Рядом канава была, а здесь ее нет. Перерыли все тут, ничего не поймешь. Сколько земли наворотило! Это уже без меня. Зарывались по самую макушку. Где-то здесь канава, только не найду, а по ней я ползал.
— Гриша,— отозвался Славка,— а может, вы канаву животами выровняли?
— Все может быть, Славка, все может быть,— вытягивая шею и оглядываясь по сторонам, проговорил Гриша.— Тут такая кутерьма была. Уже в госпитале Мишка Богун со второго орудия рассказывал, когда прорвались танки, осталось только их орудие, и то прицел разбит. Так Мишка по стволу наводил...

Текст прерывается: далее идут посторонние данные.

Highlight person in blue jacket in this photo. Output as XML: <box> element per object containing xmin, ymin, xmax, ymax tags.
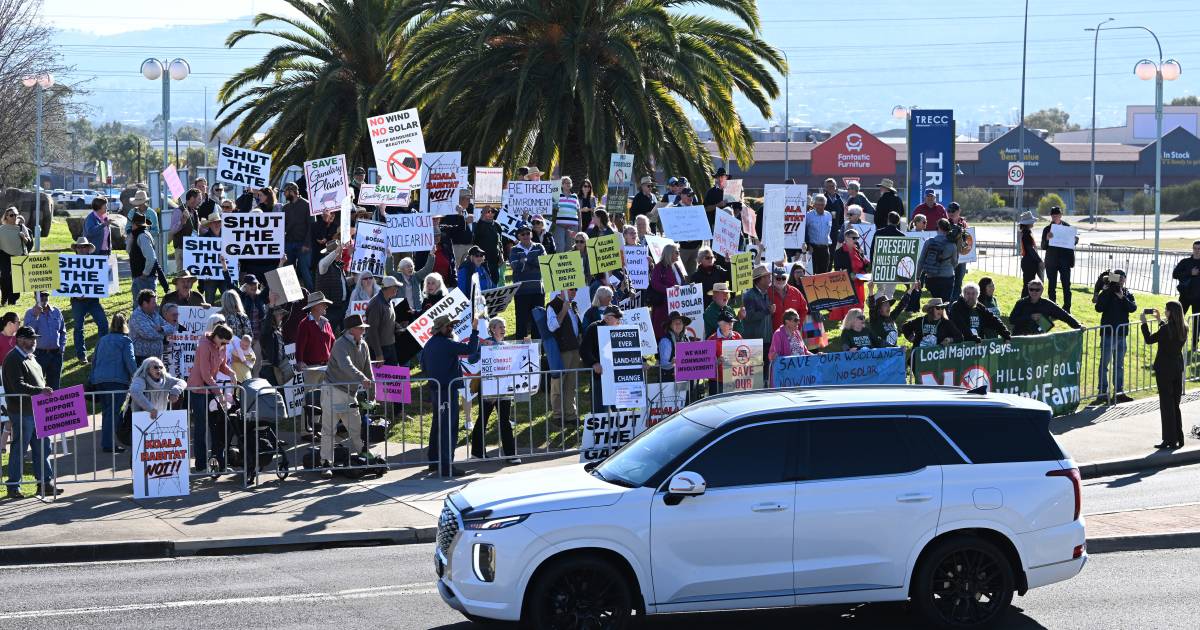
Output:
<box><xmin>90</xmin><ymin>313</ymin><xmax>138</xmax><ymax>452</ymax></box>
<box><xmin>421</xmin><ymin>313</ymin><xmax>487</xmax><ymax>476</ymax></box>
<box><xmin>458</xmin><ymin>245</ymin><xmax>494</xmax><ymax>298</ymax></box>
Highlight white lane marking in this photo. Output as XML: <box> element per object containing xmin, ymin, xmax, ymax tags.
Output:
<box><xmin>0</xmin><ymin>582</ymin><xmax>438</xmax><ymax>619</ymax></box>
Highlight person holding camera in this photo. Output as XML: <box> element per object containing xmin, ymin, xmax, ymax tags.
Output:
<box><xmin>1141</xmin><ymin>300</ymin><xmax>1188</xmax><ymax>449</ymax></box>
<box><xmin>1092</xmin><ymin>269</ymin><xmax>1138</xmax><ymax>404</ymax></box>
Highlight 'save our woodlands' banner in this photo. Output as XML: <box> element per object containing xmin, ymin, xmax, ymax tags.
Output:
<box><xmin>912</xmin><ymin>330</ymin><xmax>1084</xmax><ymax>415</ymax></box>
<box><xmin>605</xmin><ymin>154</ymin><xmax>634</xmax><ymax>215</ymax></box>
<box><xmin>221</xmin><ymin>211</ymin><xmax>284</xmax><ymax>260</ymax></box>
<box><xmin>53</xmin><ymin>253</ymin><xmax>113</xmax><ymax>298</ymax></box>
<box><xmin>216</xmin><ymin>144</ymin><xmax>271</xmax><ymax>188</ymax></box>
<box><xmin>770</xmin><ymin>348</ymin><xmax>905</xmax><ymax>388</ymax></box>
<box><xmin>871</xmin><ymin>236</ymin><xmax>920</xmax><ymax>282</ymax></box>
<box><xmin>304</xmin><ymin>155</ymin><xmax>350</xmax><ymax>215</ymax></box>
<box><xmin>364</xmin><ymin>108</ymin><xmax>425</xmax><ymax>188</ymax></box>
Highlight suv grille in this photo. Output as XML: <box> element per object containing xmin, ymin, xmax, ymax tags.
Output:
<box><xmin>438</xmin><ymin>499</ymin><xmax>458</xmax><ymax>553</ymax></box>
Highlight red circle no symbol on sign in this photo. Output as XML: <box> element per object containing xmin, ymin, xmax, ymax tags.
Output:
<box><xmin>388</xmin><ymin>149</ymin><xmax>421</xmax><ymax>184</ymax></box>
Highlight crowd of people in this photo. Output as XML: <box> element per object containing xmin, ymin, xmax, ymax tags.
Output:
<box><xmin>0</xmin><ymin>167</ymin><xmax>1200</xmax><ymax>496</ymax></box>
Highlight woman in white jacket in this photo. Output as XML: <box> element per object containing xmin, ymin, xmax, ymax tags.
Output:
<box><xmin>128</xmin><ymin>356</ymin><xmax>187</xmax><ymax>419</ymax></box>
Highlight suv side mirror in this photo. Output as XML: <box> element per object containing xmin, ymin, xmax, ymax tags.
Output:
<box><xmin>664</xmin><ymin>470</ymin><xmax>708</xmax><ymax>505</ymax></box>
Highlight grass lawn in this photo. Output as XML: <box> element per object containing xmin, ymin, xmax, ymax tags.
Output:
<box><xmin>1104</xmin><ymin>235</ymin><xmax>1200</xmax><ymax>252</ymax></box>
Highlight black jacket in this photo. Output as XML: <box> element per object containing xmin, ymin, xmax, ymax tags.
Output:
<box><xmin>1008</xmin><ymin>298</ymin><xmax>1084</xmax><ymax>335</ymax></box>
<box><xmin>948</xmin><ymin>299</ymin><xmax>1013</xmax><ymax>341</ymax></box>
<box><xmin>875</xmin><ymin>191</ymin><xmax>902</xmax><ymax>229</ymax></box>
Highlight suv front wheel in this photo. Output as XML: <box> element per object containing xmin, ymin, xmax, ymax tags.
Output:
<box><xmin>524</xmin><ymin>556</ymin><xmax>634</xmax><ymax>630</ymax></box>
<box><xmin>912</xmin><ymin>536</ymin><xmax>1015</xmax><ymax>628</ymax></box>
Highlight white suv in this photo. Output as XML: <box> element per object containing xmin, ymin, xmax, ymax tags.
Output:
<box><xmin>434</xmin><ymin>386</ymin><xmax>1087</xmax><ymax>629</ymax></box>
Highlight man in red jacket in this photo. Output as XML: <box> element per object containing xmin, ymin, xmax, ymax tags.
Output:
<box><xmin>767</xmin><ymin>266</ymin><xmax>809</xmax><ymax>332</ymax></box>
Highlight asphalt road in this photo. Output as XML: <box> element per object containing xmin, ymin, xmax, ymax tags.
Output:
<box><xmin>1084</xmin><ymin>464</ymin><xmax>1200</xmax><ymax>515</ymax></box>
<box><xmin>0</xmin><ymin>545</ymin><xmax>1200</xmax><ymax>630</ymax></box>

Пересекли неглубокий овраг, поднялись на пригорок, и нам открылось такое, что заставило сразу всех умолкнуть. До самой Елховской балки тянулась рыжая паутина бесконечных траншей, зияли провалы развороченных блиндажей, окопов, воронок от тяжелых снарядов и бомб, торчали остовы разбитых и сгоревших танков, бронетранспортеров, автомашин. Темнели плешины выжженной земли. На них не росли даже ко всему привыкшие полынь и чернобыл. Наше Горемычное поле, какое трактористы проклинали за сплошные окопы, ни в какое сравнение с этим местом не шло.
— Навсегда загубленная земля,— тоскливо огляделся вокруг Шурка,— тут и через сто лет ничего не вырастет.
Я молча катил велосипед, смотрел на горы вывороченного суглинка и думал: «Каково же было нашим солдатам всего полгода назад?» Здесь наша линия фронта держалась до самого того туманного угра двадцатого ноября, когда началось наступление с юга Сталинграда.
Если бы я знал, что у этих рвов и окопов немцы не прошли. Если бы мы все знали, нам не так горестно было бы умирать в норах-блиндажах. Тогда время, казалось, остановилось и оборвало жизнь. Она еще еле теплилась только в нас, но в любую минуту могла тоже погаснуть, как погасла в тех, что навсегда схоронены под развалинами.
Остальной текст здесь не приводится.